Wang urged Washington not to take “sides on issues related to sovereign disputes, be prudent with its actions and words, and not to take any actions that infringe upon the sovereignty and security interests of China.”
Regardless of any outcome of the ruling, Wang said China will “firmly safeguard its own territorial sovereignty and legitimate maritime rights” in the South China Sea, the agency added.
Earlier on Tuesday, China said it is ready to confront the US if it intervenes in the South China Sea dispute by force, the Chinese Global Times newspaper reported, adding that Beijing should accelerate developing its strategic deterrence capabilities to contain Washington’s forces.

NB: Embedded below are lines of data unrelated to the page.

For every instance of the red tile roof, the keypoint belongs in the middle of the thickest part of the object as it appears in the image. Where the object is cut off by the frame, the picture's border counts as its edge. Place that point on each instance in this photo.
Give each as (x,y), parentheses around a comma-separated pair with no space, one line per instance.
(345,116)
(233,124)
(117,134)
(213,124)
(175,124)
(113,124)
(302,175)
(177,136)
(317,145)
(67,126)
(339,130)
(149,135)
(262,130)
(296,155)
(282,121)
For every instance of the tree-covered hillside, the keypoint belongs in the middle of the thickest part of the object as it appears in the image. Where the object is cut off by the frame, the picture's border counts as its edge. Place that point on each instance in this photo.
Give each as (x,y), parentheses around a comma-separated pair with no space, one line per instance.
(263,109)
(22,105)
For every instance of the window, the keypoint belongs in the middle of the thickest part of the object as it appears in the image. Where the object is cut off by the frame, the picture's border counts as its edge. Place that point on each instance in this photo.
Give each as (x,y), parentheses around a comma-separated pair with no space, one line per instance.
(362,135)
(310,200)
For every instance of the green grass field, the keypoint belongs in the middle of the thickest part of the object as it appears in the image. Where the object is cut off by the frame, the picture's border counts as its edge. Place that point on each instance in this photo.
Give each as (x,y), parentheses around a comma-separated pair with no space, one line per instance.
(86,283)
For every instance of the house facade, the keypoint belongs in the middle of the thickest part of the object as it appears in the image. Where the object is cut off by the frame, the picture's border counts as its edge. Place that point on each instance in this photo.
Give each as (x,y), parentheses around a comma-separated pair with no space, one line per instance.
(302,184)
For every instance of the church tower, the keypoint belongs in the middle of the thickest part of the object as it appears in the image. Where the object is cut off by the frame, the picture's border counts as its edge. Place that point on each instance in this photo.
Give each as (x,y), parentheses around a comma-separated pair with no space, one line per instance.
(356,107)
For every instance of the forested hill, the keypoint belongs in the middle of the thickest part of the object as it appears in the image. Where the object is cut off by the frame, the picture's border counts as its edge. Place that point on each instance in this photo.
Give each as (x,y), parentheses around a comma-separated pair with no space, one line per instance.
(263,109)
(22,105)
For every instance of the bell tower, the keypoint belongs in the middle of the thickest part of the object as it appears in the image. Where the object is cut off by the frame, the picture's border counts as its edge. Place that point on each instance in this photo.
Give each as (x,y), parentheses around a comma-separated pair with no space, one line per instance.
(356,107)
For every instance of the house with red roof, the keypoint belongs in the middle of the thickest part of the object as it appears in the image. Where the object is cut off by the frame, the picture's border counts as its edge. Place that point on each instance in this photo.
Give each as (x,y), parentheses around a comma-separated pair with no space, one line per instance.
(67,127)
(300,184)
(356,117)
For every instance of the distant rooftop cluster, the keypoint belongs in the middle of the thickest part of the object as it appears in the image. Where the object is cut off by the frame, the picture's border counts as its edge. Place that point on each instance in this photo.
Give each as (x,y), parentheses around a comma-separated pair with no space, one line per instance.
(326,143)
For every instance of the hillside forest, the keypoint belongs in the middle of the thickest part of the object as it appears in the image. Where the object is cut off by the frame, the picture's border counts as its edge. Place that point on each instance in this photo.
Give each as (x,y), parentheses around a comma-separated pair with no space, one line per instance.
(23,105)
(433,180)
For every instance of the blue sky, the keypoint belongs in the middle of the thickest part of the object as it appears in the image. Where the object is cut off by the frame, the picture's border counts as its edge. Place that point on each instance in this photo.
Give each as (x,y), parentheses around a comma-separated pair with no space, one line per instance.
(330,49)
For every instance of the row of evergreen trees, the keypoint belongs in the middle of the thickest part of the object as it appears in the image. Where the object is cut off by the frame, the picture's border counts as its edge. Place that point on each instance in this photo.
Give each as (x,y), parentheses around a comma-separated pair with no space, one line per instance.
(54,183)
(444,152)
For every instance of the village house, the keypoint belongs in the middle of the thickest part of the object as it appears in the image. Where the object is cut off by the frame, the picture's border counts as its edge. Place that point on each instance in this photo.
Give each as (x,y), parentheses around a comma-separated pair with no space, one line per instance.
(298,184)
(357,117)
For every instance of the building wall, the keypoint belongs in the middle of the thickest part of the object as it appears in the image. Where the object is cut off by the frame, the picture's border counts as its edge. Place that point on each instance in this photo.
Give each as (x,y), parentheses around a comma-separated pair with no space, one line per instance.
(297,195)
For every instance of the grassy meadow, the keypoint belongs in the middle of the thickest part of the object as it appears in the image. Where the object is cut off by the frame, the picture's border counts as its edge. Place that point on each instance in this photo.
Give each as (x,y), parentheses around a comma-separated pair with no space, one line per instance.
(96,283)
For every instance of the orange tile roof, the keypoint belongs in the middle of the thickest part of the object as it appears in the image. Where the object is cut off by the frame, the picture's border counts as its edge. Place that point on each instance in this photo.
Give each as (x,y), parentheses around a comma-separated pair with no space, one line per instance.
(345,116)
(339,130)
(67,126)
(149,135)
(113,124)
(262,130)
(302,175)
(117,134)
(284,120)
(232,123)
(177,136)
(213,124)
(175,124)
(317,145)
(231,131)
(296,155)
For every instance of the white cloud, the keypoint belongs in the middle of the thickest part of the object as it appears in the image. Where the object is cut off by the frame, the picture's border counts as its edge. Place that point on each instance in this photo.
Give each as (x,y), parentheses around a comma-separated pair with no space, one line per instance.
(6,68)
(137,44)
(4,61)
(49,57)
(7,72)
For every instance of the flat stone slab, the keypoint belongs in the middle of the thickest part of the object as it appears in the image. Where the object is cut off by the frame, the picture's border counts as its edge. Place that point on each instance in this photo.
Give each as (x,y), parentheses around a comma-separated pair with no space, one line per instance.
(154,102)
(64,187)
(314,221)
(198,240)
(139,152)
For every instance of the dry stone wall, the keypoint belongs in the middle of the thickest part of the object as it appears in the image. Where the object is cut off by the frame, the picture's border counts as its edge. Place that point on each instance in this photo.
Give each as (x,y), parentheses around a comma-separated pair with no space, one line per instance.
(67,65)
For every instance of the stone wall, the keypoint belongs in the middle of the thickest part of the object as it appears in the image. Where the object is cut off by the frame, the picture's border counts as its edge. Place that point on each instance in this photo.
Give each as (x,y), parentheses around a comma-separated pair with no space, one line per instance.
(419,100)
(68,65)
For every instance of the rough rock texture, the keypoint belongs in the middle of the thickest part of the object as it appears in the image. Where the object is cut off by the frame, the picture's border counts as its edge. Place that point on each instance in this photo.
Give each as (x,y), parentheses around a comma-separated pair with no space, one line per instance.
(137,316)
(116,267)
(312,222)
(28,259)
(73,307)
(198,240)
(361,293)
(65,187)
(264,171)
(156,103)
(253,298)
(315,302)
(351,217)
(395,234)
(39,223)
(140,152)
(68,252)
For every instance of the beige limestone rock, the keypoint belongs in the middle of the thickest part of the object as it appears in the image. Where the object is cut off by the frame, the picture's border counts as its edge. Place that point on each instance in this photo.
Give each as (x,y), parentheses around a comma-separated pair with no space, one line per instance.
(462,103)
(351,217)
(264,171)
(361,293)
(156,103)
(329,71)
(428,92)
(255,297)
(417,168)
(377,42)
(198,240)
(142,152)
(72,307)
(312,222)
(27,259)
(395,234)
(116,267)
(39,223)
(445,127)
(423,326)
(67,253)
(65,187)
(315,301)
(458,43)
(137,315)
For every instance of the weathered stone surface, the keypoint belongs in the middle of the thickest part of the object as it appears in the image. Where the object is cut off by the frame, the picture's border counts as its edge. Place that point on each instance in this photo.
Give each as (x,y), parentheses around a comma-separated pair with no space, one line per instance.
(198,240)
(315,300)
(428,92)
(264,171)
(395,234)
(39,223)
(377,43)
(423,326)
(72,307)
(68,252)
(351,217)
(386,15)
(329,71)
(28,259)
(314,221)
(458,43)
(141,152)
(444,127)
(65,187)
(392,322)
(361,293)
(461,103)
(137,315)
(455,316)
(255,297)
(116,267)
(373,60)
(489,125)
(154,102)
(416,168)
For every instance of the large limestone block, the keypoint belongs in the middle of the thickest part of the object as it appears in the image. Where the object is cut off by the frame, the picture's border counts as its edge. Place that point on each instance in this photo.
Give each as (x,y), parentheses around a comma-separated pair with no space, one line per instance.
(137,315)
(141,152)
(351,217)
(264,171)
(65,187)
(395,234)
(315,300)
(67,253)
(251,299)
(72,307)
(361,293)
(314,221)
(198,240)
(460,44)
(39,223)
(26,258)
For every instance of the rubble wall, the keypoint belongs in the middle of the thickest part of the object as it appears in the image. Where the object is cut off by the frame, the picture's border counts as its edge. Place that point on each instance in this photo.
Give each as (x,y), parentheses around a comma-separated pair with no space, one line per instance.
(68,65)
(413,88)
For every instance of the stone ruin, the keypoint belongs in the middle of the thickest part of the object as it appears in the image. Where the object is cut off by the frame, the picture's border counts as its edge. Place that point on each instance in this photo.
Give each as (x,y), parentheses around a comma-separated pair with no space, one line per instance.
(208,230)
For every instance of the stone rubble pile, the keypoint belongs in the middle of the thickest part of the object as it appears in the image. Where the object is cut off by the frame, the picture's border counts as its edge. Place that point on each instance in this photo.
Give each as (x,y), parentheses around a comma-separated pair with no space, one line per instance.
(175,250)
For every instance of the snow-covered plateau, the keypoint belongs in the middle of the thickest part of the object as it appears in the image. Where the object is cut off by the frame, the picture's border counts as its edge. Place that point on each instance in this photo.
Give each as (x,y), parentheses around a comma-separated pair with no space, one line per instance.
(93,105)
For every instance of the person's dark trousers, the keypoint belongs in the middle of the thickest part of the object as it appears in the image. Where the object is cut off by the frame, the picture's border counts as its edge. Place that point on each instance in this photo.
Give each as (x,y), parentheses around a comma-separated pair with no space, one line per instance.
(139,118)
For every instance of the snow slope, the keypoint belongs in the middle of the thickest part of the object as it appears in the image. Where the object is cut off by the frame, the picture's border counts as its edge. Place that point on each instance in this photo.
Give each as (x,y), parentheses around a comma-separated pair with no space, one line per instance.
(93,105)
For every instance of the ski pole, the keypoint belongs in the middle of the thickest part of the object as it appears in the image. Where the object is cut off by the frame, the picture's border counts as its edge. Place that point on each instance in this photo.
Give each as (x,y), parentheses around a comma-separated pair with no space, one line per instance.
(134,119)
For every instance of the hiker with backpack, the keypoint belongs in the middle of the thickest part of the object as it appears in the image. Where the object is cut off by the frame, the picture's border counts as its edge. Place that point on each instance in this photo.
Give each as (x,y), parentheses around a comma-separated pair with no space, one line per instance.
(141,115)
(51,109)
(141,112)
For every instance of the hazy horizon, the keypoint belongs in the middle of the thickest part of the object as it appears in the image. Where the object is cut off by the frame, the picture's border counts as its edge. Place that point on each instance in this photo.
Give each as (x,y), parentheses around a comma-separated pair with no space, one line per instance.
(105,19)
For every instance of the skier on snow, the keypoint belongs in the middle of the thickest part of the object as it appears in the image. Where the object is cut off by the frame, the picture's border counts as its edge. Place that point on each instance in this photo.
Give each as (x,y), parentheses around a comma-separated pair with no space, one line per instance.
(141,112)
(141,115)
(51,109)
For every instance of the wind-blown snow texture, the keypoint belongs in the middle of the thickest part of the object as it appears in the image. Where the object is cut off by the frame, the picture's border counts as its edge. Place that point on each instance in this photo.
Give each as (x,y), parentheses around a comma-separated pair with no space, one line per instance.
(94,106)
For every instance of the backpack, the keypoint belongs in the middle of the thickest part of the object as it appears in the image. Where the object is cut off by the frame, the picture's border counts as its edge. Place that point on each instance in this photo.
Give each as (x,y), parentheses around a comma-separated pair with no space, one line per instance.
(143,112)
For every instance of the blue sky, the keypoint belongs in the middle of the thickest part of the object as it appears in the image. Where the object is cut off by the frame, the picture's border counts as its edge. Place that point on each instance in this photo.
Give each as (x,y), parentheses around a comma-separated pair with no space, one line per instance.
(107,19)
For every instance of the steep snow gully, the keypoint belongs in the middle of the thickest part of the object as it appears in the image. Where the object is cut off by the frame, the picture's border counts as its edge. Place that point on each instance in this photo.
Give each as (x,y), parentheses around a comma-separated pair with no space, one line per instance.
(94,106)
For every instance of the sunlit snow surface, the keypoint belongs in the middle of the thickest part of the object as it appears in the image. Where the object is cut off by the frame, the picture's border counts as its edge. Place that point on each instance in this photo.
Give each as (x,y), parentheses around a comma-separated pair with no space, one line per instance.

China has repeatedly claimed sovereignty over particular islands and reefs in the South China Sea and its adjacent waters, and has taken steps to protect it. However, Beijing has always said it’s open to solving the disputes through direct negotiations between parties without outside help and interference.
The South China Sea disputes involve the Spratly and the Paracel groups of islands. Beijing’s territorial claims to the islands partly overlap those of the Philippines, Vietnam, and Taiwan, while Beijing also has ongoing territorial disputes in the area with Malaysia and Brunei.
The US is trying to demonstrate force in the region by increasing its military strength and that of their allies. Several of its warships have strayed into the disputed waters, and the US has flown numerous surveillance missions over the area.